Transportation and Coronavirus
To help alleviate the consequences of the pandemic, in late March 2020 the House Democrats proposed the “Take Responsibility for Workers and Families Act” that will help millions of workers in aviation, railroad, and public sectors, as well as families at risk of losing water and wastewater services due to coronavirus crisis.
Transportation-related provisions in the act proposal include $25 billion to keep public transit operational for healthcare and other essential employees, $1 billion to sustain Amtrak rail network, relief for railroad workers, low-income households in the form of drinking water and wastewater rate assistance.
It also includes $10 billion for airports to use on infrastructure projects, cleaning, sanitization, janitorial services, and requires airport to retain 90 percent of their workforce and provide relief to airport concessionaires. Moreover, nearly one million of aviation workers and contractors will receive $37 billion in grants to ensure that 750,000 employees of mainline, regional, and cargo airlines receive their regular paycheck.
Peter DeFazio, chairman of the Transportation and Infrastructure Committee, who offered input for the package, said: “As we adjust to a new reality, for now, of staying close to home, ridership on our public transit systems, commuter rail, Amtrak and airlines has plummeted — nearly zeroing out revenue streams,” DeFazio explained. “But here’s the thing: Transportation will always be critical to our nation — especially right now.”
Major change in infrastructure? Eco-friendly materials.
At the end of January 2020, House Democrats released a $760 billion plan to rebuild the nation’s infrastructure while helping address climate change. “America’s surface transportation system is in urgent need of sustained investment and a new vision to meet 21st century challenges” we can read in the Moving Forward Framework.
This infrastructure plan would set a path toward zero carbon pollution from the transportation sector, creating jobs, protecting our natural resources, promoting environmental justice, and increasing resiliency to climate change. It would invest $329 billion in transportation systems, implementing the use of modern technology, road safety investments, and increase availability of charging stations and other alternative fueling options for zeroemission vehicles.
$105 billion would be allocated for transit agencies and maintenance, increasing, among others, investment in zeroemission buses to reduce carbon pollution. $55 billion is destined for railways, to expand the nation’s passenger rail network, invest in Amtrak stations, and much needed rail car modernization.
$21.4 billion would be spent to ensure clean drinking water, since still, not every region in USA has access to it. Providing clean drinking water would reduce the plastic waste and let Americans save money. The plan also includes $34,3 billion in clean energy investment.
“There is no better way to strengthen our economy for the future than to modernize our badly aging infrastructure. This bold framework not only helps us rebuild our nation, it also combats climate change by reducing carbon emissions and moving us towards a clean energy future,” said Energy and Commerce Committee Chair Frank Pallone.
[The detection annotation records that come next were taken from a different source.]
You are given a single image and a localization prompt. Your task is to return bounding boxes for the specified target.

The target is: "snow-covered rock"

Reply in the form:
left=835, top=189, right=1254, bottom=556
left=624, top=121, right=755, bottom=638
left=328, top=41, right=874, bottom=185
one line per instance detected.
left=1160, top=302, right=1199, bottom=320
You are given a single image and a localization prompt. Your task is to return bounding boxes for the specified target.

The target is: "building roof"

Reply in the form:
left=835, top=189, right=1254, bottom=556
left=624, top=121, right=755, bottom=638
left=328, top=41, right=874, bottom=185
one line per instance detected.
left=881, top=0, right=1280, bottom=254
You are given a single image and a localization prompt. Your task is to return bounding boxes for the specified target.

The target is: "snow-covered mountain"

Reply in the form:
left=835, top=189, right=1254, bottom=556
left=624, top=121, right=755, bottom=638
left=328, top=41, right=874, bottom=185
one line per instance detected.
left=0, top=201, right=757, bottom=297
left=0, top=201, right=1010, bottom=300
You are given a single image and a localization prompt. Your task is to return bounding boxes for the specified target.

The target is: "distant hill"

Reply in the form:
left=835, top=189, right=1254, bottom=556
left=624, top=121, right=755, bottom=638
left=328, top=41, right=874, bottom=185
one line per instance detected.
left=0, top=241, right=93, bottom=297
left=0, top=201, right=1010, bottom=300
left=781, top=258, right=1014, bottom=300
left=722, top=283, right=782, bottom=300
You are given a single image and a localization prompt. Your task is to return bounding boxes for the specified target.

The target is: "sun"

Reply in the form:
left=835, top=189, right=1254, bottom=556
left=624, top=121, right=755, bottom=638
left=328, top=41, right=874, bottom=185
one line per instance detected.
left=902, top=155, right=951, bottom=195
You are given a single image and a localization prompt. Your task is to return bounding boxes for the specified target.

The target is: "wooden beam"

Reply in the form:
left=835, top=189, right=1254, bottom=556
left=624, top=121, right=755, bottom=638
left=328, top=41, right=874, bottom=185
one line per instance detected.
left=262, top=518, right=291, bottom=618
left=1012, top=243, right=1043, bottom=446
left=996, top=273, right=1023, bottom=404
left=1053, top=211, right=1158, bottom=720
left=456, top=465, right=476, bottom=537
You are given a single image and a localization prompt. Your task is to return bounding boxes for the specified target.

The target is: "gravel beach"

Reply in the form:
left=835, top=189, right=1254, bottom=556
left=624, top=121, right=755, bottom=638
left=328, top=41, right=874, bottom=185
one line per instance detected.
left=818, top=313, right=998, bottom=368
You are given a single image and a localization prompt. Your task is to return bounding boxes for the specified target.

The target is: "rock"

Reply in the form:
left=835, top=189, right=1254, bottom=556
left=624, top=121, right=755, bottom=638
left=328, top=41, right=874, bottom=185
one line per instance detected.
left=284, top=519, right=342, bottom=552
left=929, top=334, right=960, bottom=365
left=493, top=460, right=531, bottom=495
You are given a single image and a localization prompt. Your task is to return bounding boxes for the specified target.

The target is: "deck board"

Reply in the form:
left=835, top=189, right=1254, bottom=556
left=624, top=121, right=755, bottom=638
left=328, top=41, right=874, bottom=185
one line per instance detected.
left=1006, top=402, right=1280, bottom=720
“When we invest in infrastructure, it results in a significant economic multiplier – with each dollar spent, our nation becomes more competitive and prosperous,” said Ways and Means Committee Chair Richard Neal.
Chairman DeFazio said that the Republicans are likely to get behind the plan. “They shouldn’t have any objection to new, more climate friendly materials that are actually going to save the taxpayers money,” “I think there’s a lot of things we could agree on.”
It is certain that modernization is overdue. The World Economic Forum ranked America’s overall infrastructure 9th in the world, and the quality of its roads 11th. If America wants to continue being the world leader, be ready to face economic growth as well as emergencies, and continue serving American people, serious investment in modernization is necessary. To do that, we need to move American infrastructure from grade D+, “Poor, at risk”, to grade A, “Exceptional fit for the future.”